My hypothesis? The stakes are high, given global markets, competition for attention is fierce, and major studios have access to better data than ever before. So they are playing it safe and focusing on movies with a high expected return, but low variance. That means franchises that have a dependable audience but are unlikely to break the mold. Similarly the expansion of the indie ecosystem means studios have better information about new directors and actors than ever before. It’s easier to identify new talent, but reversion to the means they are likely to perform not quite as well as in whatever indie film garnered them attention.
The result? A better than ever independent film scene, but a lot of passable-but-not-great franchise films in the megaplex. And it’s the latter that dominant our shared conversation.

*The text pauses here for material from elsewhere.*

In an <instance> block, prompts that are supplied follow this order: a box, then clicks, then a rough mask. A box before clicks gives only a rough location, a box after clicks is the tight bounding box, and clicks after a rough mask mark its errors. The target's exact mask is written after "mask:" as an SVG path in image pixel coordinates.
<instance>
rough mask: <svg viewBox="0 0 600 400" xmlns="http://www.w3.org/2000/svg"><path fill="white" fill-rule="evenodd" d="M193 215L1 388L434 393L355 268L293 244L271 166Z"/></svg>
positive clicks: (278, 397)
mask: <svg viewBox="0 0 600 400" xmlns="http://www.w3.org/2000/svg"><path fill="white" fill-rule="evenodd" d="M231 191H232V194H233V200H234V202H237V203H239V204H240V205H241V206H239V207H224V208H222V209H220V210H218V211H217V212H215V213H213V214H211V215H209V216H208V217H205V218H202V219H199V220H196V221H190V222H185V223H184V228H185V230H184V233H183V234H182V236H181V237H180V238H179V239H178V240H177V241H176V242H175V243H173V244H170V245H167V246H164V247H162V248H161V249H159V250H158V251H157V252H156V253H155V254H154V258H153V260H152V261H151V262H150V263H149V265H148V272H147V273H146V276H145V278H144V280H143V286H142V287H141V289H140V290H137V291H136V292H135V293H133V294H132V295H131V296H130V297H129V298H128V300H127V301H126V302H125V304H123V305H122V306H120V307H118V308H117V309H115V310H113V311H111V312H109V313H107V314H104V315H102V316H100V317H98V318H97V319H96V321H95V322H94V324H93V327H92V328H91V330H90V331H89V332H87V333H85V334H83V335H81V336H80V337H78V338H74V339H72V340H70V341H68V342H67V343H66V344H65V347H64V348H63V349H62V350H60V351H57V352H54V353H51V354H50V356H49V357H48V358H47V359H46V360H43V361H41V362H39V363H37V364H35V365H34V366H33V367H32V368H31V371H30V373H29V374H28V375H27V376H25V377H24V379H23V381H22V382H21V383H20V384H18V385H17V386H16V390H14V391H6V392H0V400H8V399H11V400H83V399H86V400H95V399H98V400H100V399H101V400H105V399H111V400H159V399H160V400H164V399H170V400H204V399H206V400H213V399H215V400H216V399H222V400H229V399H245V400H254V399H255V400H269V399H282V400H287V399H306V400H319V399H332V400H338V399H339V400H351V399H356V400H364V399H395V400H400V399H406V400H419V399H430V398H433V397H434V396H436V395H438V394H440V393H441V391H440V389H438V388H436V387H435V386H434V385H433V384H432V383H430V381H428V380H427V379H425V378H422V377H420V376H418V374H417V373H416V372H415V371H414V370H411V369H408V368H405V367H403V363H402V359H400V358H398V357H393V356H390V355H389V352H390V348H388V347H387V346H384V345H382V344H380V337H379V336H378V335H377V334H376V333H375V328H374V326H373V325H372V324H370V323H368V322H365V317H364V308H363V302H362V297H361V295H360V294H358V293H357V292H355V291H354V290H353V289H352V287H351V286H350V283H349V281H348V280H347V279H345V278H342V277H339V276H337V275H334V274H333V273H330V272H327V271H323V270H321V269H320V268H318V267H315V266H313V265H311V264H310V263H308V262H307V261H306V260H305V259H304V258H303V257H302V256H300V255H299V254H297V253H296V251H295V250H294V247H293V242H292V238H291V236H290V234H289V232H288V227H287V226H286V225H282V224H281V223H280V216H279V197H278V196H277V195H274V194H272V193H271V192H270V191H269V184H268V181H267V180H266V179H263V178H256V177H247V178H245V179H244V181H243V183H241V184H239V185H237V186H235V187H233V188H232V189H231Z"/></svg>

Nice analysis, Matt. Films are a blend of art and commerce and your article touches on what I believe is a key difference in the finance of blockbuster filmmaking vs. independant filmmaking. Market research has shown that the average filmgoer (ie a person that is not a cinephile or genre fan) only goes to the theater a certain number of times in a year. Increase the number of films released and this number doesn't move. Therefore Hollywood has moved toward putting more eggs in fewer baskets to ensure butts in seats. To offset the risk of this approach the studios must continually make "must see" films. Smaller films also care about making money, of course, but with small or non-existant marketing budgets they realize that their viewers must meet them half-way. Smaller films are often forced to take more risks, but these bold filmmaking choices can help to generate buzz that takes the place of marketing. Blockbusters and indies are both operating intelligently but they're aiming at two very different markets.